Overall, this audit reinforces that correct marker ball placement, to allow for accurate templating preoperatively should be embedded as routine practice. Regular audit cycles, coupled with targeted education sessions, ensure the standards are upheld, transparency is maximised and patient safety is not compromised. It is to be noted that although X-ray radiation exposure is involved, the use of a marker ball during X-ray imaging has been deemed safe [20].

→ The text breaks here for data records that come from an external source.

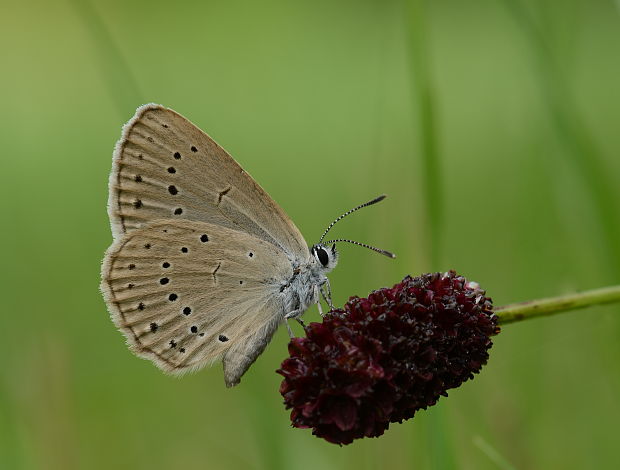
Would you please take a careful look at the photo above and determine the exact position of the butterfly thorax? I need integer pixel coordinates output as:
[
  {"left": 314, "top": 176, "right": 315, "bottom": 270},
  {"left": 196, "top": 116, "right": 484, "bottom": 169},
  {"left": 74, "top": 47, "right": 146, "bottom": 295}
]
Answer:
[{"left": 280, "top": 244, "right": 338, "bottom": 318}]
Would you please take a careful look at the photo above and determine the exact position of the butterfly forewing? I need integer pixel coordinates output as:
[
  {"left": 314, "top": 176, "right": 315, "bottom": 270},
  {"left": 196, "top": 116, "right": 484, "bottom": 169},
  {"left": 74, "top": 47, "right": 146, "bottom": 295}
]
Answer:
[
  {"left": 108, "top": 104, "right": 308, "bottom": 259},
  {"left": 102, "top": 220, "right": 292, "bottom": 385}
]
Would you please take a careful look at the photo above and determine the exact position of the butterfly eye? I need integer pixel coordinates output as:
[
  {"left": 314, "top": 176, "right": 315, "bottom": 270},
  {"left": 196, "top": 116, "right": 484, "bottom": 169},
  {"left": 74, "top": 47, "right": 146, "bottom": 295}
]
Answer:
[{"left": 315, "top": 248, "right": 329, "bottom": 266}]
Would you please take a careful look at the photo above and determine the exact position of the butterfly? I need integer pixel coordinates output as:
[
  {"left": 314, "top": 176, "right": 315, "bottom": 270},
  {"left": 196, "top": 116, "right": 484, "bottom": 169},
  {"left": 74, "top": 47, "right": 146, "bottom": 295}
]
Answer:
[{"left": 101, "top": 104, "right": 394, "bottom": 387}]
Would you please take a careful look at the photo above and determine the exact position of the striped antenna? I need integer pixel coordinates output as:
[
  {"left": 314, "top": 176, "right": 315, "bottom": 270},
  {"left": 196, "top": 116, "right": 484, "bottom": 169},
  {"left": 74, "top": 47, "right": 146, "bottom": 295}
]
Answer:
[
  {"left": 324, "top": 238, "right": 396, "bottom": 258},
  {"left": 319, "top": 194, "right": 387, "bottom": 242}
]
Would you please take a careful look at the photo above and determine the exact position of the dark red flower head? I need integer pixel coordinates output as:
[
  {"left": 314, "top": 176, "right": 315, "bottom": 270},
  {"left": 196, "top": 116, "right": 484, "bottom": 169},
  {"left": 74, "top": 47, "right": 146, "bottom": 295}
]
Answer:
[{"left": 277, "top": 271, "right": 499, "bottom": 444}]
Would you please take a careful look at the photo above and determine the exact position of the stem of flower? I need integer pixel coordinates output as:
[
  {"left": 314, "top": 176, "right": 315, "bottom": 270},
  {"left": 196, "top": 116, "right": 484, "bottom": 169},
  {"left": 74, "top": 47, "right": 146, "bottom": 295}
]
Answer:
[{"left": 494, "top": 286, "right": 620, "bottom": 325}]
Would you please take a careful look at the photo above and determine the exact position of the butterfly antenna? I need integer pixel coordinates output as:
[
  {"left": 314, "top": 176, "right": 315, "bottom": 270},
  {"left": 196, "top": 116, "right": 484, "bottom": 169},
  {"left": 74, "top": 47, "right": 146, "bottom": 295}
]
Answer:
[
  {"left": 325, "top": 238, "right": 396, "bottom": 258},
  {"left": 319, "top": 194, "right": 387, "bottom": 242}
]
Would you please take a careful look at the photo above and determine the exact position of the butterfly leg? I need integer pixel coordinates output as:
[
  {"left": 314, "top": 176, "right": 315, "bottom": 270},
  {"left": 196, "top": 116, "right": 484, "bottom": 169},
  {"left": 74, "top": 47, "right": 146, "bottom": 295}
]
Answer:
[
  {"left": 321, "top": 278, "right": 335, "bottom": 310},
  {"left": 284, "top": 309, "right": 305, "bottom": 338}
]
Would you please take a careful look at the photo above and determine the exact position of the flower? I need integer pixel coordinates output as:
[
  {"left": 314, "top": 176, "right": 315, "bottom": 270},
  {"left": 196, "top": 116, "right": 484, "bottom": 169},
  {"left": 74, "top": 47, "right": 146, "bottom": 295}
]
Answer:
[{"left": 277, "top": 271, "right": 499, "bottom": 445}]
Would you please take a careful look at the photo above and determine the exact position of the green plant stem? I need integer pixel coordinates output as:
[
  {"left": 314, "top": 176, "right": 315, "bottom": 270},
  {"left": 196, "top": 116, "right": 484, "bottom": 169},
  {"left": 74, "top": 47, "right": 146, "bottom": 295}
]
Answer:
[{"left": 495, "top": 286, "right": 620, "bottom": 325}]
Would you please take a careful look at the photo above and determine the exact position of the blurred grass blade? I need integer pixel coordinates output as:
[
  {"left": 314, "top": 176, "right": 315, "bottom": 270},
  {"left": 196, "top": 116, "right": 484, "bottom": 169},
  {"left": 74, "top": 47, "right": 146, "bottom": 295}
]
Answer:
[
  {"left": 70, "top": 0, "right": 146, "bottom": 118},
  {"left": 502, "top": 0, "right": 620, "bottom": 282},
  {"left": 407, "top": 0, "right": 443, "bottom": 270},
  {"left": 473, "top": 436, "right": 516, "bottom": 470}
]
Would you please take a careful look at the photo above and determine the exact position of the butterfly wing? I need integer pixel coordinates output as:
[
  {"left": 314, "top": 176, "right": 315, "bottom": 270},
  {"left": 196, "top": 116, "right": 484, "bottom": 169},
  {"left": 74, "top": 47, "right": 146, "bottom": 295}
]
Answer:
[
  {"left": 108, "top": 104, "right": 309, "bottom": 259},
  {"left": 101, "top": 220, "right": 292, "bottom": 386}
]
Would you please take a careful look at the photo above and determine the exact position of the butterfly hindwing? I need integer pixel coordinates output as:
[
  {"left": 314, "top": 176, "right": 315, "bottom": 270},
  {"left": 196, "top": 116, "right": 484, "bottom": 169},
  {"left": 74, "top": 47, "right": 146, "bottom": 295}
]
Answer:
[
  {"left": 101, "top": 220, "right": 292, "bottom": 385},
  {"left": 108, "top": 104, "right": 307, "bottom": 258}
]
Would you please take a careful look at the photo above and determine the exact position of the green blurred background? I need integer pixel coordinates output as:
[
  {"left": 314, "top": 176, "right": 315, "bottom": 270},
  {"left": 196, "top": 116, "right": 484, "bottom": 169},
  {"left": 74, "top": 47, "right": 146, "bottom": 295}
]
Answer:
[{"left": 0, "top": 0, "right": 620, "bottom": 470}]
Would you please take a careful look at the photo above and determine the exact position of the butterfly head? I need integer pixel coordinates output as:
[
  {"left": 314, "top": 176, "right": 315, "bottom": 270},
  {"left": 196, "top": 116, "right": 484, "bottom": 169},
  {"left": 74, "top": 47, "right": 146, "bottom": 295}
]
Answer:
[{"left": 310, "top": 243, "right": 338, "bottom": 272}]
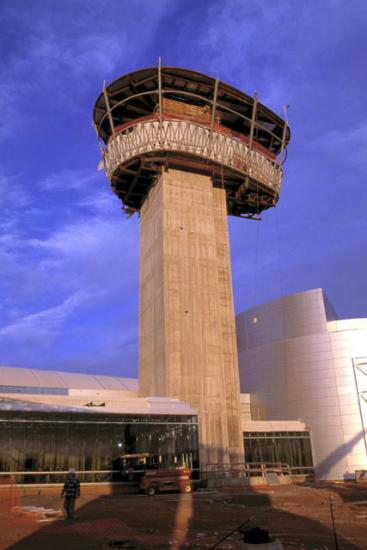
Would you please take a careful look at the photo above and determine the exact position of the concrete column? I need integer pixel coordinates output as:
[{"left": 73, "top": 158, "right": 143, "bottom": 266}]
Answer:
[{"left": 139, "top": 170, "right": 243, "bottom": 469}]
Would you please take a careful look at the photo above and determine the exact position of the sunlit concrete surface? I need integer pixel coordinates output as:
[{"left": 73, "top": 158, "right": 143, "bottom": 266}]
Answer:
[{"left": 237, "top": 289, "right": 367, "bottom": 479}]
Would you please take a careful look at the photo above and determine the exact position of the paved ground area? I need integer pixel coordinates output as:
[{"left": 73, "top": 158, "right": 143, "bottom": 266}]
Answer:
[{"left": 0, "top": 483, "right": 367, "bottom": 550}]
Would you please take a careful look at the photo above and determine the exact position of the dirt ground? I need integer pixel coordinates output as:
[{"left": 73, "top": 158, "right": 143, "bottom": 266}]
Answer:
[{"left": 0, "top": 482, "right": 367, "bottom": 550}]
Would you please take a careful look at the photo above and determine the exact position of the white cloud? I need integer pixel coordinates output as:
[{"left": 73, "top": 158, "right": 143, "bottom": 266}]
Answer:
[
  {"left": 39, "top": 169, "right": 99, "bottom": 191},
  {"left": 0, "top": 292, "right": 86, "bottom": 343}
]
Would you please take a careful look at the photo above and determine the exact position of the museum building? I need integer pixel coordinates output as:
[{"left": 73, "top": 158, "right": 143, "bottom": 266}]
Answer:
[{"left": 0, "top": 289, "right": 367, "bottom": 483}]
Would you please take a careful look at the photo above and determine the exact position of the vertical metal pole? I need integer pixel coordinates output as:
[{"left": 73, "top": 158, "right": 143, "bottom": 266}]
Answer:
[
  {"left": 352, "top": 358, "right": 367, "bottom": 454},
  {"left": 208, "top": 77, "right": 219, "bottom": 153},
  {"left": 249, "top": 92, "right": 259, "bottom": 151},
  {"left": 279, "top": 105, "right": 289, "bottom": 165},
  {"left": 92, "top": 121, "right": 104, "bottom": 158},
  {"left": 103, "top": 82, "right": 115, "bottom": 136},
  {"left": 210, "top": 77, "right": 219, "bottom": 133},
  {"left": 158, "top": 57, "right": 163, "bottom": 144},
  {"left": 329, "top": 497, "right": 339, "bottom": 550}
]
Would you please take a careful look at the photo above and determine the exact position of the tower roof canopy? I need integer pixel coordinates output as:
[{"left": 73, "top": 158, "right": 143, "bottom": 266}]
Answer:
[{"left": 93, "top": 67, "right": 290, "bottom": 154}]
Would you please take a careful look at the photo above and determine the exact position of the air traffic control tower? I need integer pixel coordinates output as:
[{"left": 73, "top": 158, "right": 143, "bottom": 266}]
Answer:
[{"left": 94, "top": 66, "right": 290, "bottom": 471}]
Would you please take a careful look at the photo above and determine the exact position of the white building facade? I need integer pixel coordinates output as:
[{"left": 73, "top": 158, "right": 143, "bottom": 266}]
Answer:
[{"left": 236, "top": 289, "right": 367, "bottom": 480}]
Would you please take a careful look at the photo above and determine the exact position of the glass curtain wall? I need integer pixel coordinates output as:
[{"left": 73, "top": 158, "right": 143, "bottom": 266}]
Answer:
[
  {"left": 0, "top": 411, "right": 199, "bottom": 482},
  {"left": 243, "top": 432, "right": 313, "bottom": 473}
]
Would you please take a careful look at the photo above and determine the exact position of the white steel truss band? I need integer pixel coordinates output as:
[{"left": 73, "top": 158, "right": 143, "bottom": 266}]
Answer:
[{"left": 104, "top": 120, "right": 283, "bottom": 194}]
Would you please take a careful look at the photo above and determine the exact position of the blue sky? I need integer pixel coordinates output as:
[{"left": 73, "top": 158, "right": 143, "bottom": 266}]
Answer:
[{"left": 0, "top": 0, "right": 367, "bottom": 376}]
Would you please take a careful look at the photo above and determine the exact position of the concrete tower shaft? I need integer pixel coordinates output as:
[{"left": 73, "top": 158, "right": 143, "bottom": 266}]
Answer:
[
  {"left": 139, "top": 170, "right": 243, "bottom": 468},
  {"left": 94, "top": 67, "right": 290, "bottom": 470}
]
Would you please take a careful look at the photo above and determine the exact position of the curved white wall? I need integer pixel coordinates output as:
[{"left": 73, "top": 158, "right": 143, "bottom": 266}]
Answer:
[{"left": 237, "top": 289, "right": 367, "bottom": 479}]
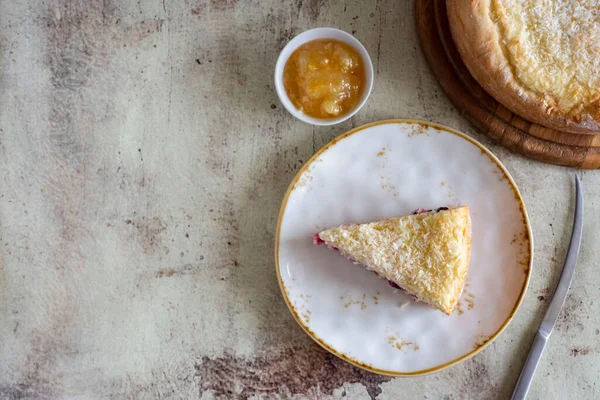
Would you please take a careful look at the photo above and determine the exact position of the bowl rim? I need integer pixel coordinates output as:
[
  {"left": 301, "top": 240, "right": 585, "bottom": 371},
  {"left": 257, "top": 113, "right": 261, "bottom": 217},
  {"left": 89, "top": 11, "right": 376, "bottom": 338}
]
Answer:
[
  {"left": 274, "top": 27, "right": 375, "bottom": 126},
  {"left": 274, "top": 118, "right": 535, "bottom": 377}
]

At the end, the limitations of this study need to be addressed. Both audit cycles included 60 or fewer cases each, which may limit the statistical power of comparisons between the initial and post-intervention groups. As the audit was conducted within a single hospital's orthopaedic department, findings may not be representative of national or international standards. The lack of inter-observer reliability testing also renders a source of bias in the study design. The audit focused on process compliance rather than patient-centred outcomes, which would add to the value of ensuring proper marker ball placement for AP radiographs. While the educational intervention yielded short-term improvements in compliance, the long-term sustainability of these changes remains unclear, and therefore, further audit cycles down the line would help highlight this domain and are recommended.
Conclusions
This audit demonstrated that simple yet cost-effective educational interventions can potentially improve the adequacy of marker ball placement in preoperative pelvic X-rays. This reflects greater awareness among radiographers and promotes safer clinical practice. Correct placement of marker balls are is only essential for accurate preoperative planning and management of intracapsular neck of femur fractures, but also provides critical protection in the medico-legal context.
Sustaining these improvements requires regular audit cycles, ongoing education and multidisciplinary engagement. By embedding rigorous preoperative assessment and record-keeping into everyday practice, trauma teams can enhance patient safety, reduce complications and nurture a more accountable and transparent surgical environment.